In quegli stessi anni il marchese Asdrubale Mattei fece realizzare a vari pittori una serie di opere a tema cristologico delle medesime dimensioni e con i stessi motivi della cornice del dipinto Ruffo. Tra i pittori che lavorarono a questa serie troviamo Valentin de Boulogne, Serodine e il giovane Pietro da Cortona.
COMPOSIZIONE
La particolarità del Caravaggio sta nel suo nuovo modo di rappresentare la natura e i caratteri umani, discostandosi dalla pittura composta e fredda di scuola lombarda. Non usa modelli e disegni preparatori precisi ma utilizza persone del popolo che fa diventare “attori” delle sue opere. La Presa di Cristo, in olio su tela, raffigura la cattura di Gesù nell’orto dei Getsemani dopo il tradimento di Giuda.

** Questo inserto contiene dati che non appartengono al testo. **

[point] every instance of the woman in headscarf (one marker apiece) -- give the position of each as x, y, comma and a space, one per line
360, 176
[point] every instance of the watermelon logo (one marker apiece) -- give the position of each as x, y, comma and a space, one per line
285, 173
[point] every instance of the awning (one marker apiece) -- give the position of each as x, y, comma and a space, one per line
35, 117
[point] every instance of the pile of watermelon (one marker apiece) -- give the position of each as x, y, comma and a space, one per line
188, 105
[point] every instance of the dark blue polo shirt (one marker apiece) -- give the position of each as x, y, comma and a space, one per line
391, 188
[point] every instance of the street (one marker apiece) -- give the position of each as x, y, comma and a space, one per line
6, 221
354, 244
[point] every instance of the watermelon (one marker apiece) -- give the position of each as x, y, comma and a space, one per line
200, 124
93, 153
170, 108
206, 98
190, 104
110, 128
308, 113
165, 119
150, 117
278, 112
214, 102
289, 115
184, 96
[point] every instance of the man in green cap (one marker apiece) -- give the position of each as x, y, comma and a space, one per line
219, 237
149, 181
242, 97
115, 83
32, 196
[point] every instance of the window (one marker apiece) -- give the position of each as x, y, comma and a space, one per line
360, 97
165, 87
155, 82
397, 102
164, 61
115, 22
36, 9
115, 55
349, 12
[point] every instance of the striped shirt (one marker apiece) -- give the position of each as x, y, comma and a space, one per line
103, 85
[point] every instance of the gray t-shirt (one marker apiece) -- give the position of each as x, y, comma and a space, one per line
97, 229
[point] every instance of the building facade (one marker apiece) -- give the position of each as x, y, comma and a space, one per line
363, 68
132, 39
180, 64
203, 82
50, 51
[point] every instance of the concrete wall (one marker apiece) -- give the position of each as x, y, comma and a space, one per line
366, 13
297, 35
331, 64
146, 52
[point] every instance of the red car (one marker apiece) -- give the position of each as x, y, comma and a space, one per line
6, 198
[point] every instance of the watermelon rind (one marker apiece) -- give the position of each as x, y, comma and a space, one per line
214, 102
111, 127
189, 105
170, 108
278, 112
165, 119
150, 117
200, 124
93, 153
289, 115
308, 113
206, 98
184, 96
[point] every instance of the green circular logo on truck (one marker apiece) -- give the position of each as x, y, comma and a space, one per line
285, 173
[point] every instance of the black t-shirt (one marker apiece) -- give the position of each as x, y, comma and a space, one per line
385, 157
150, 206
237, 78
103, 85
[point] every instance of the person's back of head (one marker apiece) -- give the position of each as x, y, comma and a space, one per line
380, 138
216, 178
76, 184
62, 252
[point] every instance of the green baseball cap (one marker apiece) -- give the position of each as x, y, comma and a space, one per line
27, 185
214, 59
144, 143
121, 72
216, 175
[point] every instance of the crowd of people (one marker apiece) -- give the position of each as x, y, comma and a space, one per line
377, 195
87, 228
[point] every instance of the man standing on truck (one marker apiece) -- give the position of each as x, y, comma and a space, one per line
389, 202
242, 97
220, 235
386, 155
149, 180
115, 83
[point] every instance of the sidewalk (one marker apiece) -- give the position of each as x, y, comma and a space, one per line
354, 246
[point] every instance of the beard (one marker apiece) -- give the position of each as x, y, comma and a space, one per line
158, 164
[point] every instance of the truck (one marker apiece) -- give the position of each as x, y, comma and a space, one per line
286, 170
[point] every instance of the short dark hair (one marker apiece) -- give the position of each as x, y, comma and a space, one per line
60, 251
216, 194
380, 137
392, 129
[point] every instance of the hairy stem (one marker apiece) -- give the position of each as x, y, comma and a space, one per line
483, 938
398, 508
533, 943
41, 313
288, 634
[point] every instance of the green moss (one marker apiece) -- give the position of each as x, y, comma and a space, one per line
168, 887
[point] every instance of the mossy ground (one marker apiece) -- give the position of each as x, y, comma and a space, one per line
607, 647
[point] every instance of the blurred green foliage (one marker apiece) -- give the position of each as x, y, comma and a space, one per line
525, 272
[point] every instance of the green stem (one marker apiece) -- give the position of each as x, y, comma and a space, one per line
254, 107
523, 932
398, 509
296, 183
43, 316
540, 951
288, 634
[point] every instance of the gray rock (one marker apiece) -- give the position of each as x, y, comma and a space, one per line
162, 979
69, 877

La composizione del dipinto si articola in 8 figure raggruppabili in due zone: a sinistra si svolge l’azione, a destra i personaggi che osservano la scena (nel personaggio all’estrema destra è stato individuato un autoritratto dell’artista).
Al centro, il personaggio in armatura che prende Cristo per la gola divide e unisce le due parti uscendo – attraverso il gomito – dalla bidimensionalità della tela e coinvolgendo lo spettatore nella rappresentazione.
Elementi interessanti rinvenuti in fase di restauro sono dei segni tracciati con l’ocra sulla preparazione pittorica, sotto al colore, per segnalare i punti fondamentali della propria composizione – ad esempio il volto del suo autoritratto, l’arco creato dal mantello al centro, ecc – che i restauratori hanno deciso di lasciar visibili e che rappresentano un’ulteriore prova della priorità di questa versione rispetto a quella di Dublino.
CROMATISMO
I colori utilizzati da Michelangelo Merisi sono impasti semplici, con pochissime velature riscontrabili per lo più nei volti per ammorbidire le parti illuminate. Troviamo soprattutto terre e il tipico rosso di cinabro, con l’aggiunta di un colore abbastanza raro detto smaltino: un colore molto antico, costituito da polvere di vetro blu cobalto, usato in tutto l’Oriente e a Venezia dove probabilmente Caravaggio ne venne a conoscenza. La luce naturale, proveniente dalle finestre molto alte del suo appartamento, scende da sinistra e permette così alle ombre di rimanere morbide senza creare contrasti troppo forti.
PARTICOLARI ICONOGRAFICI
La figura di Giuda che bacia il Cristo sembra avere le proporzioni del braccio e della testa non precise ma con tutta probabilità questo particolare non si tratta di un’inesattezza: secondo un antico proverbio le persone con problemi fisici potevano essere considerate personificazioni del male quindi è possibile che l’artista abbia fatto posare nel suo studio una persona con menomazioni per la parte di Giuda.
Al contrario Giovanni è raffigurato come una sorta di propagazione dalla figura di Gesù che trasmette la sua vita agli uomini attraverso l’urlo disperato del più giovane degli apostoli.
La mostra è visitabile dal 14 ottobre 2023 al 14 gennaio 2024 tutti i giorni, eccetto il lunedì, orario 10:00/13:00 e 15:00/18:00.